1 Zeef de bloem boven een kom. Snijd 125 g boter in blokjes en meng met het zout met je vingertoppen door de bloem, tot een kruimelig mengsel ontstaat. Voeg het water toe en kneed tot een samenhangend deeg.
2 Vet de quichevorm in met boter. Verdeel het deeg gelijkmatig over de bodem en zijkanten van de vorm en druk goed aan. Prik met een vork gaatjes in de bodem en snijd de randen eventueel bij. Laat afgedekt nog 30 min. rusten in de koelkast.
3 Verwarm de oven voor op 200 °C. Bedek de deegbodem met bakpapier, doe de blindbakvulling erin en bak ca. 15 min. in de oven. Neem uit de oven en verwijder de vulling en het bakpapier. Zet de bodem nog ca. 5 min. in de oven. Laat afkoelen op een rooster.

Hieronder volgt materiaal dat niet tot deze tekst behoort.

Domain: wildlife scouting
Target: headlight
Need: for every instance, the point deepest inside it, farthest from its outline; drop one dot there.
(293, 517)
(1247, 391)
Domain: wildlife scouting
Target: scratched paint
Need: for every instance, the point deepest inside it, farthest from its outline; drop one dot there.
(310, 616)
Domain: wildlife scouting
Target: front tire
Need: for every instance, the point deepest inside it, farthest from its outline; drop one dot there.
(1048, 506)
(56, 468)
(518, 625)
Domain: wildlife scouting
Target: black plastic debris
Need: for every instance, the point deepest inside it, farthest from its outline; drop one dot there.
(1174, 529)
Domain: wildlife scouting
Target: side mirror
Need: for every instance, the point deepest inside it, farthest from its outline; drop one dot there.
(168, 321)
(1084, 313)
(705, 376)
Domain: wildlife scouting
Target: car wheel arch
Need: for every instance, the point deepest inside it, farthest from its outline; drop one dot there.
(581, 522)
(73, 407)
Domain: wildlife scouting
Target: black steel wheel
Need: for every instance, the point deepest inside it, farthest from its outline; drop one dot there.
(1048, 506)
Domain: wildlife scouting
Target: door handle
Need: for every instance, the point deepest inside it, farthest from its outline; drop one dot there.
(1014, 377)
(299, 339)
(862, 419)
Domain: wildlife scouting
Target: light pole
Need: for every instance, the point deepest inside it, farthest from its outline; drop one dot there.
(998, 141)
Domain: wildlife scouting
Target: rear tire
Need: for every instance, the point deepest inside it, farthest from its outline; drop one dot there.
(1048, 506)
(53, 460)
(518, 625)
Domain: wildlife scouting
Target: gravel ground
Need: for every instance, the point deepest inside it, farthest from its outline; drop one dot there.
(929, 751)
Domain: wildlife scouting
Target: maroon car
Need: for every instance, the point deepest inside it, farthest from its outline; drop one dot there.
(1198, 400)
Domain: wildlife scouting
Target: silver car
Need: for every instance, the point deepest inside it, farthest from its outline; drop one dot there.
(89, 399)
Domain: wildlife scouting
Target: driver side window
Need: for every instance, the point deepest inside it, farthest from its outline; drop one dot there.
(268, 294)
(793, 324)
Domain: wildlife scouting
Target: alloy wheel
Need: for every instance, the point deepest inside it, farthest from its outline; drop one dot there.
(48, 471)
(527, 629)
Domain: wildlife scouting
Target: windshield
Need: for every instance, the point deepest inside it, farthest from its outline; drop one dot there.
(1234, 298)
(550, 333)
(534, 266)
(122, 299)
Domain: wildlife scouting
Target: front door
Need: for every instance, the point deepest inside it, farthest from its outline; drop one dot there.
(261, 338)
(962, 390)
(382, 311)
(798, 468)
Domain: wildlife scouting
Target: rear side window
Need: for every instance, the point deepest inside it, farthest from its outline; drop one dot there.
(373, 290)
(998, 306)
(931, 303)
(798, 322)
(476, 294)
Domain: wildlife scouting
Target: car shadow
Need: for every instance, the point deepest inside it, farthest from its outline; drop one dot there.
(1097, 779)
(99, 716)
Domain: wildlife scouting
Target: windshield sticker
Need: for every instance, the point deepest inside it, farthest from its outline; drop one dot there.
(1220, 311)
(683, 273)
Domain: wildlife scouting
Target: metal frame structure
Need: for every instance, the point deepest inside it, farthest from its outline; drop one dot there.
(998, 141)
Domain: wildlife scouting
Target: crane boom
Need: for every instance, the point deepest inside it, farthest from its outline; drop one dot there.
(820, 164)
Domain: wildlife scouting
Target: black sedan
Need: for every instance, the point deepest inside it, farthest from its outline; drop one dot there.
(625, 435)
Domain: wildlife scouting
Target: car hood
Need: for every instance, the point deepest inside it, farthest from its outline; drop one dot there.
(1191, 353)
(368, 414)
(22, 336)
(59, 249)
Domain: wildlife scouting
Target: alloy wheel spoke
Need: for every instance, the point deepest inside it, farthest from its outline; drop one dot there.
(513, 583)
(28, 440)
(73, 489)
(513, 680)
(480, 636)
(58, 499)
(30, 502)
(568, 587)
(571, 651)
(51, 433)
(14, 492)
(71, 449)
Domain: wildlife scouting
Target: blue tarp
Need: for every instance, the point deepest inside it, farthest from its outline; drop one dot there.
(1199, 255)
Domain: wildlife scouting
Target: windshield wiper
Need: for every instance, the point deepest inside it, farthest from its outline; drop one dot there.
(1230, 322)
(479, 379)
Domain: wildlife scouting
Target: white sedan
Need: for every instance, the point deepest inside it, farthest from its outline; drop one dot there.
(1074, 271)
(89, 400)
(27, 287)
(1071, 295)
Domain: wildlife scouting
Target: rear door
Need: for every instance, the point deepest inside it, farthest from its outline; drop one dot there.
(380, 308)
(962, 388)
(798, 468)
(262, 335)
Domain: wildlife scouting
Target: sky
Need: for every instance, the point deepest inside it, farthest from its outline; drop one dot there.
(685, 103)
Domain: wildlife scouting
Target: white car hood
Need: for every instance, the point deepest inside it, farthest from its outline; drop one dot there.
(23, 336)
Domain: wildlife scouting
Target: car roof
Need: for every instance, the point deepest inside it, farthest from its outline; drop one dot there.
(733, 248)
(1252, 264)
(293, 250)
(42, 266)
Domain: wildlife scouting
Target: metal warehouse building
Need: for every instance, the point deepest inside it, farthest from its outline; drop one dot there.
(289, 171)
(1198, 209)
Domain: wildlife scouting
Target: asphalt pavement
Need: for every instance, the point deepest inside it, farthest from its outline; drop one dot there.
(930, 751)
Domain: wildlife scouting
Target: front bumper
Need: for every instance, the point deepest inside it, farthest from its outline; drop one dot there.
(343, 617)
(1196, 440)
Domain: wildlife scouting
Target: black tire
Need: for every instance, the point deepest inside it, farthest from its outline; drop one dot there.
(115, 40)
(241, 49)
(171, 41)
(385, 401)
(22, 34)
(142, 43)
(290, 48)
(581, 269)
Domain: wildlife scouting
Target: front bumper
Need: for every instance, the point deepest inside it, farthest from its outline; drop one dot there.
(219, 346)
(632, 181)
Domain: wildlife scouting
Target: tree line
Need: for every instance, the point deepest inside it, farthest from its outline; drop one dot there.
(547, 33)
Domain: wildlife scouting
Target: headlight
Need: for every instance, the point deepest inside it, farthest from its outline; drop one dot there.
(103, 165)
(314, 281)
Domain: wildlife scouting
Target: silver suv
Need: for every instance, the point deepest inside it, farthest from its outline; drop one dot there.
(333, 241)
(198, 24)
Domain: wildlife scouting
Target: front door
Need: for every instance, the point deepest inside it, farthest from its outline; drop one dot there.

4 Bestrijk de taartbodem gelijkmatig met de confiture. Smelt de rest van de boter in een steelpan. Rasp de gele schil van de citroen en pers de helft van de vrucht uit.
5 Meng de gesmolten boter, eieren, suiker, het citroenrasp en -sap en het amandelmeel in een kom. Verdeel het amandelmengsel (frangipane) over de confiture.
6 Bestrooi de bovenkant van de taart met het amandelschaafsel en bak in het midden van de oven in ca. 45 min. goudbruin en gaar. Controleer na 35 min. of de taart gaar is. Hij is gaar als hij een beetje gerezen en goudbruin gekleurd is.